Prove that for every $x,y\in\mathbb{R},$ $$\dfrac{|x+y|}{1+|x+y|}\le\frac{|x|}{1+|x|}+ \frac{|y|}{1+|y|}.$$
I really don't know how to start. I thought to dividing it into 4 parts when $(x<0) \land (y>0)$, $(x>0)\land (y<0)$, $(x>0)\land (y>0)$, $(x<0)\land (y<0)$ but I didn't get much from this.

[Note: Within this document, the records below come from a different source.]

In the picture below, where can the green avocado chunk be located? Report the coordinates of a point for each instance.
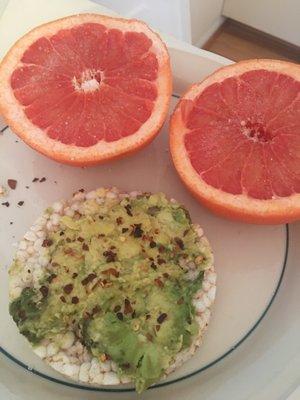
(118, 277)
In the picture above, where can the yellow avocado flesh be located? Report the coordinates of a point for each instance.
(116, 278)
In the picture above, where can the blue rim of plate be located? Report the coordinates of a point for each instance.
(161, 384)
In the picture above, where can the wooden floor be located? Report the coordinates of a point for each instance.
(240, 42)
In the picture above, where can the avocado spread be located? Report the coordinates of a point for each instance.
(118, 278)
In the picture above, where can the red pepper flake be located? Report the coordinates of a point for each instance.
(149, 337)
(68, 288)
(51, 277)
(128, 210)
(127, 307)
(137, 231)
(75, 300)
(179, 243)
(54, 264)
(110, 256)
(44, 290)
(120, 316)
(111, 271)
(96, 309)
(88, 279)
(162, 318)
(47, 243)
(86, 315)
(22, 315)
(161, 249)
(12, 183)
(119, 221)
(153, 266)
(159, 283)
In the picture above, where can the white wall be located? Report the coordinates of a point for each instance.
(205, 19)
(280, 18)
(168, 16)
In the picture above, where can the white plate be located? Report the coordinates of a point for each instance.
(250, 259)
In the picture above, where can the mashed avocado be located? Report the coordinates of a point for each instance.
(118, 278)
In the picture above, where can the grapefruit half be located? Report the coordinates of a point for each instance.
(86, 88)
(235, 141)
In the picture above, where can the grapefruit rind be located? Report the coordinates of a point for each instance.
(103, 151)
(234, 206)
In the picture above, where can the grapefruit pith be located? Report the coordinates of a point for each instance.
(86, 88)
(235, 141)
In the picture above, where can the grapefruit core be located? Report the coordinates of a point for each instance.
(235, 141)
(86, 88)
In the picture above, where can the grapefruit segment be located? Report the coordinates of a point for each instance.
(86, 88)
(235, 141)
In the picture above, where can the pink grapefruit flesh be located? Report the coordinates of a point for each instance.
(86, 88)
(235, 141)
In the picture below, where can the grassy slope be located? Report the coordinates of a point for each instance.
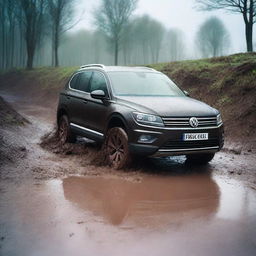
(227, 83)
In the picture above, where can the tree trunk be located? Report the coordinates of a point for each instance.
(248, 34)
(56, 47)
(30, 55)
(116, 52)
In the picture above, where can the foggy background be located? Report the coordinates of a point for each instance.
(157, 31)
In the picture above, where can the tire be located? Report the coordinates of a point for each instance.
(64, 132)
(117, 148)
(200, 158)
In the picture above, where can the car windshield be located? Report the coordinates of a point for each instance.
(143, 84)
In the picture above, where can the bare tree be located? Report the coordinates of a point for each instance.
(61, 17)
(111, 17)
(157, 34)
(33, 17)
(246, 7)
(212, 38)
(175, 43)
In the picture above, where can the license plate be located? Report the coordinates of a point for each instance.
(195, 136)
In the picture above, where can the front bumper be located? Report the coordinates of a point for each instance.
(169, 142)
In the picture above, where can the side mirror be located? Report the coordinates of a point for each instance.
(186, 93)
(98, 94)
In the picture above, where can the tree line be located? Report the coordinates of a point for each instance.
(36, 32)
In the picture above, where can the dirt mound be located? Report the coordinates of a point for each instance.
(228, 84)
(88, 149)
(10, 120)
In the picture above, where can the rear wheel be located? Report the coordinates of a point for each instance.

By the traingle inequality, we know that $\left| x + y \right| \leq \left| x \right| + \left| y \right|$. If $\left| x + y \right| = 0$, your inequality holds trivially. Therefore, we shall consider the case when $0 < \left| x + y \right| \leq \left| x \right| + \left| y \right|$.

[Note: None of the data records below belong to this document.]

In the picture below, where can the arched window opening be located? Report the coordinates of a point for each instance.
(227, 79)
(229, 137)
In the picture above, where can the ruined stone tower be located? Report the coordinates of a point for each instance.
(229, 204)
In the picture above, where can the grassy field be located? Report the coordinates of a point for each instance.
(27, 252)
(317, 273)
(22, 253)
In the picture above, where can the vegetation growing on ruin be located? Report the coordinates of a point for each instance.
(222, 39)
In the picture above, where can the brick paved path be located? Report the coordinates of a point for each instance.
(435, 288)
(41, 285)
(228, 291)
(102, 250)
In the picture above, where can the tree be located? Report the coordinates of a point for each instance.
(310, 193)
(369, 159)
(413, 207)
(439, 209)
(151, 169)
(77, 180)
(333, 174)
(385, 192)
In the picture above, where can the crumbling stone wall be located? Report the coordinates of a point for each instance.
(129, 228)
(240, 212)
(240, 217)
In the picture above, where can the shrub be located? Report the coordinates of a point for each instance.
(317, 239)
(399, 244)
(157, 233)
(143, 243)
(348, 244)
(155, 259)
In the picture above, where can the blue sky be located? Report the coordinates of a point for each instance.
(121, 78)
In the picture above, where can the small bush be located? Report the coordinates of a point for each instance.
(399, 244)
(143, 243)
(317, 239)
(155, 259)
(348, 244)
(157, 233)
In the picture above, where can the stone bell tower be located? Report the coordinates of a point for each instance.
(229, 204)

The inequality also gives us
$$\dfrac{1}{\left| x + y \right|} \geq \dfrac{1}{\left| x \right| + \left| y \right|}.$$
Then,
$$1 + \dfrac{1}{\left| x + y \right|} \geq 1 + \dfrac{1}{\left| x \right| + \left| y \right|},$$
so that,
$$\dfrac{1}{1 + \frac{1}{\left| x + y \right|}} \leq \dfrac{1}{1 + \frac{1}{\left| x \right| + \left| y \right|}}.$$
Simple rearrangement of terms gives us
$$\dfrac{\left| x + y \right|}{1 + \left| x + y \right|} \leq \dfrac{\left| x \right|}{1 + \left| x \right| + \left| y \right|} + \dfrac{\left| y \right|}{1 + \left| x \right| + \left| y \right|}.$$
Since $\left| x \right| \geq 0$ and $\left| y \right| \geq 0$, your inequality now follows.